Apache Camel is one of the most popular integration libraries, and it has been around for a very long time. Camel is used in many of the large enterprise applications. Also, Camel has more than 300 components available, which covers almost any systems we can think of.
Alpkka provides an alternative for apache camel. That is evident even in the project name(alpaca is a camelid animal). Even though Alpakka is relatively very young, it is already able to get good attention. Alpakka is built on top of Akka and Akka-streams, and follows reactive programming principles. Alpakka already has close to 50 connectors available.
Even though Camel is immensely popular, Alpakka provides some good advantages. Camel has less type-safety, whereas Alpakka provides it Alpakka has easier api's for asynchronous programming Built-in support for streaming, and ability to apply backpressure
In this project, I have tried to build a simple pipeline to push an incoming set of data into MongoDB. For simplicity, I have used a growing file as the source of the data. But it may well be an IoT device using MQTT protocol or a complex Kafka system as a source. For this sample project, I have taken the scenario of an IoT device that tracks the GPS location of the vehicle. An Akka scheduler is used to simulate the data, by writing random information to a file. The Alpakka integration service reads from the file and transforms the data into the necessary format, and inserts it into a MongoDB collection. The above diagram shows the flow used in this sample project.

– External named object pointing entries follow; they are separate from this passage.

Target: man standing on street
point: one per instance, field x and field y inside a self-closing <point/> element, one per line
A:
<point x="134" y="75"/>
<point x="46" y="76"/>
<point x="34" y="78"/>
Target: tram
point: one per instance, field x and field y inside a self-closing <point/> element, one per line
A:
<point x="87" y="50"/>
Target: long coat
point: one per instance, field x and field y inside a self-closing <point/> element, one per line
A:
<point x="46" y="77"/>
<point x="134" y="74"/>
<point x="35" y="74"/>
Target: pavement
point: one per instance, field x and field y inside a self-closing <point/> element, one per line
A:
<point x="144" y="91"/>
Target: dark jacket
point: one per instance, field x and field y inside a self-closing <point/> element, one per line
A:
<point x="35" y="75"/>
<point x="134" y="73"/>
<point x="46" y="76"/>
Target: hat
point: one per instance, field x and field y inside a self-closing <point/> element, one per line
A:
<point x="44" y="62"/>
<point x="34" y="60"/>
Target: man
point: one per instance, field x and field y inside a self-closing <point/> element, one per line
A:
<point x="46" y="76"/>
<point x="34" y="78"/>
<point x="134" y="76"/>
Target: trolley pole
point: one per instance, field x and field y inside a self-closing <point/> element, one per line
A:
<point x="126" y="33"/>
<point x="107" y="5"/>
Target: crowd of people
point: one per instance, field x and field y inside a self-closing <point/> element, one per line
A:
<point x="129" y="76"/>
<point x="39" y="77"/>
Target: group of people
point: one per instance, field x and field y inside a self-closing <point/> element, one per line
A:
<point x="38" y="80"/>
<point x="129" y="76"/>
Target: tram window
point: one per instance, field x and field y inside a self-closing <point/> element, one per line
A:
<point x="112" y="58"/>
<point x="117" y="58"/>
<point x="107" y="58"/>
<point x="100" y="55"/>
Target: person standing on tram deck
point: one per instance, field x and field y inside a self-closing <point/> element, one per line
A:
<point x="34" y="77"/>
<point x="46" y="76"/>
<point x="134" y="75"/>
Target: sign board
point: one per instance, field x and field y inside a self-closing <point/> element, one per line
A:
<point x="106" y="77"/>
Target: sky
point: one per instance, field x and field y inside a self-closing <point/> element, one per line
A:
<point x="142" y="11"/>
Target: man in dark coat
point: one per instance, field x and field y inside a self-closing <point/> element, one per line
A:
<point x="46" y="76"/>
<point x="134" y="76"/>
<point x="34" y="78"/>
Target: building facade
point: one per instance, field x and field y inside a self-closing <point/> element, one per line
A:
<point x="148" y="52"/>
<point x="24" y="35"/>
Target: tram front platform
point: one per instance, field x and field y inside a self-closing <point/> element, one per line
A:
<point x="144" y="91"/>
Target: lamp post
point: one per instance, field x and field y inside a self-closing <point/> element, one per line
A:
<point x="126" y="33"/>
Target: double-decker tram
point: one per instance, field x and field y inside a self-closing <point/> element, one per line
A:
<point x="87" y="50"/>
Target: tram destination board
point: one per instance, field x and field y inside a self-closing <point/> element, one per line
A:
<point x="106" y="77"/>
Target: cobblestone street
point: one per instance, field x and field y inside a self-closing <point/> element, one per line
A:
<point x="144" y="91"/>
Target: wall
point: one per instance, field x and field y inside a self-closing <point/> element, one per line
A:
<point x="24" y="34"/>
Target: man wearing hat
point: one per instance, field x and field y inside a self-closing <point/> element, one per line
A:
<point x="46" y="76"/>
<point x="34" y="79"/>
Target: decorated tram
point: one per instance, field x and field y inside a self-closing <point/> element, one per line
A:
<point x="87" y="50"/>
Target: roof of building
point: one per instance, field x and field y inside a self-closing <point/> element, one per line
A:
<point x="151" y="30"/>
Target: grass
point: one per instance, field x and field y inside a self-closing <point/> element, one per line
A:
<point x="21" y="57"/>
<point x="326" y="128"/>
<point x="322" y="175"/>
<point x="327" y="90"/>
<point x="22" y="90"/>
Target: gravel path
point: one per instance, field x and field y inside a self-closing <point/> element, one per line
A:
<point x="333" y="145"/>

The file vehicle_data contains a comma-separated string representing the GPS Location of each vehicle. This is read by the connector and is transformed into a case class VehicleData. This data is then inserted into MongoDB, which can be used for further processing. Whenever a new record comes in the file, the source FileTailSource reads the content based on the provided polling interval and pushed along the Alpakka pipeline.
To do all these operations, we need just 10 lines of code, which is amazing!
FileTailSource.lines(
path = fs.getPath(filePath),
maxLineSize = 5000,
pollingInterval = 100.millis
).map(s => {
val v = s.split(",")
VehicleData(v(0).toLong, GPSLocation(v(1).toDouble, v(2).toDouble))
}).runWith{
MongoSink.insertOne(vehicleCollection)
}
We can replace the FileSource with one of the many available sources like Kafka, MQTT, etc based on the requirements.
Alpakka is a very powerful integration toolkit that provides streaming by default. If Akka is already used as part of the system, then for building integration pipelines we don't need to look anywhere else.